Berlusconi no ocultó su rabia ante el veto puesto sobre su persona por Di Maio. "No a un gobierno del populismo, del odio, del pauperismo, del justicialismo", dijo el Cavaliere, de 81 años, al hablar con la prensa luego de su reunión con Mattarella. El magnate -que pese a no poder ser candidato, representó a Forza Italia en la consulta, se manifestó listo a sellar alianzas, pero partiendo de la alianza de centroderecha y de Salvini como candidato a primer ministro.

En un marco imposible, los sondeos indican que de convocarse de nuevo a elecciones con la misma ley electoral, el escenario volvería a ser el de la ingobernabilidad. Por eso también se habla de la hipótesis de formar un "gobierno de objetivo", cuya meta sería aprobar una nueva ley electoral con un premio de mayoría para el ganador, para luego volver a las urnas.

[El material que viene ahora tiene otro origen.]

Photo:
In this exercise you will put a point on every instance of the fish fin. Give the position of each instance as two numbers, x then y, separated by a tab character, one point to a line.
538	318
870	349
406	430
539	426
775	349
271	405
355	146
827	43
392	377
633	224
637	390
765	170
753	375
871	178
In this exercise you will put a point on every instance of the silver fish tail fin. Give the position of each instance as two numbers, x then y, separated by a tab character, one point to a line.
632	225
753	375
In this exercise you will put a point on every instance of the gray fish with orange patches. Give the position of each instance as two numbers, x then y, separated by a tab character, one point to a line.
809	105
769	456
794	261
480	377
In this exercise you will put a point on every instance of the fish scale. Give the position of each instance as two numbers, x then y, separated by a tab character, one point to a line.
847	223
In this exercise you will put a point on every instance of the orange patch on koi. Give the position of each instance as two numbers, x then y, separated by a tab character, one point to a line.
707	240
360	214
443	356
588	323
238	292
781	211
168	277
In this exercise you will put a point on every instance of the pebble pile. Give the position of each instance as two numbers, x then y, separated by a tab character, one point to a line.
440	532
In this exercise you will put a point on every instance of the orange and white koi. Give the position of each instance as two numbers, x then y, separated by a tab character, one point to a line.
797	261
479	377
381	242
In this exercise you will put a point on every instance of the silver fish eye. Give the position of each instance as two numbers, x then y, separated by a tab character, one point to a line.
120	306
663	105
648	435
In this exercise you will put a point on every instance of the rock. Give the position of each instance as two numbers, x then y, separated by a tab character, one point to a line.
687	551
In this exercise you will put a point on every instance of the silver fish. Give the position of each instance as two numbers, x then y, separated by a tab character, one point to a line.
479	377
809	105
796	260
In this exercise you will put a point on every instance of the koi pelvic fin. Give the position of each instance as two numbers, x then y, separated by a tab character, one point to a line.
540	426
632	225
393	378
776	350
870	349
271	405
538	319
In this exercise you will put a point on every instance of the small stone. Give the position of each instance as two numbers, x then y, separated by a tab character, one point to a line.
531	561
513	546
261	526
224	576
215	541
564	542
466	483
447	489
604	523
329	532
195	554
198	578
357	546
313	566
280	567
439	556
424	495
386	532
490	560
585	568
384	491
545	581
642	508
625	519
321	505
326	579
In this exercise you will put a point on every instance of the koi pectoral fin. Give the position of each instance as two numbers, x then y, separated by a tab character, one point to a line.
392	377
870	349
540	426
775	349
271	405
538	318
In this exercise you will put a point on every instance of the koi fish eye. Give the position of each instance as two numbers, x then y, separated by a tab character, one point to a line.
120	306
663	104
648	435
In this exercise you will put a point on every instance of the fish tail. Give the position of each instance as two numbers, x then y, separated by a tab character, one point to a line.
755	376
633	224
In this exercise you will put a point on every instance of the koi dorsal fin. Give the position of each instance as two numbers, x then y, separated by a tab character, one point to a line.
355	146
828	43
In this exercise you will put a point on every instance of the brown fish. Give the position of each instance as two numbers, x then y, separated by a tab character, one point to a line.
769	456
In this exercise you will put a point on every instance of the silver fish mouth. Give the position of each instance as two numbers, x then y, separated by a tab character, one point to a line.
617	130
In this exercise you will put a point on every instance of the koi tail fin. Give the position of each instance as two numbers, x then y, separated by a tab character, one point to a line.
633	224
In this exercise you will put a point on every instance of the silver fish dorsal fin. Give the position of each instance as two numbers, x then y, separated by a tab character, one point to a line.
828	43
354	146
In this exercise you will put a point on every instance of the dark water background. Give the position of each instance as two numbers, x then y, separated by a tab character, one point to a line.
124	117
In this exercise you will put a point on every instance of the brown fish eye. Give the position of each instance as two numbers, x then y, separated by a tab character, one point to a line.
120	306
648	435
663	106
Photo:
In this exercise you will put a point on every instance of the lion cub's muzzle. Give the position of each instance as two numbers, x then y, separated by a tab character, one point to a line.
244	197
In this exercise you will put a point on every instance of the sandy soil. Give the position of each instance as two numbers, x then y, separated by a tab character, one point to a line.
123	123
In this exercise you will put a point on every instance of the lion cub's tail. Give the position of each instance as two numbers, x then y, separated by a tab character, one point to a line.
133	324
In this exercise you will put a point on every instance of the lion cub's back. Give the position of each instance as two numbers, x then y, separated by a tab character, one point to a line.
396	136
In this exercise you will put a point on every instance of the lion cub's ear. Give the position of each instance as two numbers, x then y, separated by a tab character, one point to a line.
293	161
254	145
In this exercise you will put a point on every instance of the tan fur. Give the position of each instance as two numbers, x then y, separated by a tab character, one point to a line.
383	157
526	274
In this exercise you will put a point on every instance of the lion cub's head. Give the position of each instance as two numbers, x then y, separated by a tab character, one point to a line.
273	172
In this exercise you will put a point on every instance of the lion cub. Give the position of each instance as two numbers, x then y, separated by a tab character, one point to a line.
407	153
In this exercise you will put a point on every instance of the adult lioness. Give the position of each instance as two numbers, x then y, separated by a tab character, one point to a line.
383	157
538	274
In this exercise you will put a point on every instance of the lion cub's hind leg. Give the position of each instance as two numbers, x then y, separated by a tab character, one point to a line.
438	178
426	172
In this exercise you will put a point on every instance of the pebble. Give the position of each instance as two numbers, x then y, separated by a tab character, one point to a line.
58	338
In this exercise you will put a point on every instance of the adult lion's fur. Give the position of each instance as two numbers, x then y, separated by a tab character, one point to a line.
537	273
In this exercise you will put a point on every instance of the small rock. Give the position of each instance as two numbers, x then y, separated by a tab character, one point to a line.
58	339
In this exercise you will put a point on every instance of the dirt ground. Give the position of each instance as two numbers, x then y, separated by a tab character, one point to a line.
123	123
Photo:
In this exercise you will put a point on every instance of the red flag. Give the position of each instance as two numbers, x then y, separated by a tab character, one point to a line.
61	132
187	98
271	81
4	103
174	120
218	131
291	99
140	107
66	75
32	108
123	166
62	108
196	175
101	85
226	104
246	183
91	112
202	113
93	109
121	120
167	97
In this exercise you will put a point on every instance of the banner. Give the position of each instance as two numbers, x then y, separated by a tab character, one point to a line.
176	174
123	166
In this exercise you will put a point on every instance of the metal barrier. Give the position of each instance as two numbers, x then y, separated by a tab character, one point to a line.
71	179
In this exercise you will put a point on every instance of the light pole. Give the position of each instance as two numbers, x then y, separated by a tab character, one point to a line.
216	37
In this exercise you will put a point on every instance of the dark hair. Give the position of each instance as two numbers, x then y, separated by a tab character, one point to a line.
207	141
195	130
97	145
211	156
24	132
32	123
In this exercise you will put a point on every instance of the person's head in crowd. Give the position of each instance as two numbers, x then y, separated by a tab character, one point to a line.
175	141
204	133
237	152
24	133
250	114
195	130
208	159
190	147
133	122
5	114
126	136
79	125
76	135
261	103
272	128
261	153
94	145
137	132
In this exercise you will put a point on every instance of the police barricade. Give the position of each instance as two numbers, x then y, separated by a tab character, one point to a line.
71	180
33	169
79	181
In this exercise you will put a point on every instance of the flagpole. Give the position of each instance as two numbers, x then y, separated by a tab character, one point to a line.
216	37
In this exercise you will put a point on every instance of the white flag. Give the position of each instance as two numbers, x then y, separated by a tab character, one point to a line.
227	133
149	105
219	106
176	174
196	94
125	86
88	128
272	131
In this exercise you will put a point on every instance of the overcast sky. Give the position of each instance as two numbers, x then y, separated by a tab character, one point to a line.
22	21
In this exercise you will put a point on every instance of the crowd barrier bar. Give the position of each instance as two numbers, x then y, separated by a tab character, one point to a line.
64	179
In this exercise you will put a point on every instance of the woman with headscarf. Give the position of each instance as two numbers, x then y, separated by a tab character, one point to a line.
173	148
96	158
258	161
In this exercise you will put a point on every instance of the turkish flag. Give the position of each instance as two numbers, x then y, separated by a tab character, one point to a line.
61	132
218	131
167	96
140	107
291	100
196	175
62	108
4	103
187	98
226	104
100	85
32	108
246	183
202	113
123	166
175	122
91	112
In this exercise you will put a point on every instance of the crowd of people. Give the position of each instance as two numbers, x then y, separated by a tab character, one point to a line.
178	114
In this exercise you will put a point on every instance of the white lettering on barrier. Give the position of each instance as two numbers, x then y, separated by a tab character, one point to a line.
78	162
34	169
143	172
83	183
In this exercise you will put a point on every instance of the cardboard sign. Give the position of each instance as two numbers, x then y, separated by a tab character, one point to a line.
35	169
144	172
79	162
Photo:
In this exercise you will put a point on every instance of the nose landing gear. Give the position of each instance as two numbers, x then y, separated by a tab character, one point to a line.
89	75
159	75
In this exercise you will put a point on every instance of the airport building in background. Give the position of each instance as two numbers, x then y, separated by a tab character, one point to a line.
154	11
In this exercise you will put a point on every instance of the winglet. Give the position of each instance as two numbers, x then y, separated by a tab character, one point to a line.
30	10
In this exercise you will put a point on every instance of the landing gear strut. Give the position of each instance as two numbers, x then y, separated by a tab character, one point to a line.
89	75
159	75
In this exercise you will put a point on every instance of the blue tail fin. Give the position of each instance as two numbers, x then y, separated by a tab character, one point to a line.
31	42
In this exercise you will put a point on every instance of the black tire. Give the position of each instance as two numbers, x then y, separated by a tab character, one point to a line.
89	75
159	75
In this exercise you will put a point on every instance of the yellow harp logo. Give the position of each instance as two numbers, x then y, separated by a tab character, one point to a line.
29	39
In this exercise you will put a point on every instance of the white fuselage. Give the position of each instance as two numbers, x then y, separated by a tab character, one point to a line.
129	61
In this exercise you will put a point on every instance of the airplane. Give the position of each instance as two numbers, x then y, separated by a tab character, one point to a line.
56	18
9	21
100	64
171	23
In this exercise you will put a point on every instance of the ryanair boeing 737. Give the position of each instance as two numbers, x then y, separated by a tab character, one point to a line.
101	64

Más allá de los jueguitos, Italia necesita aprobar su presupuesto trianual en breve. Y Mattarella, apunta a tener un nuevo gobierno en junio. Italia, con una deuda pública altísima y los mercados que podrían ensañarse, en efecto, no puede permitirse vivir mucho tiempo en el limbo. Y se espera que tenga un gobierno formado el 28 y 29 de junio, cuando el Consejo Europeo, marcado por el eje franco-alemán, deberá tomar decisiones en temas clave como el derecho al asilo de los inmigrantes y el futuro del euro, cuestiones que fueron el caballito de batalla de los "grillini" y de la Liga Norte, con su slogan "Italia primero".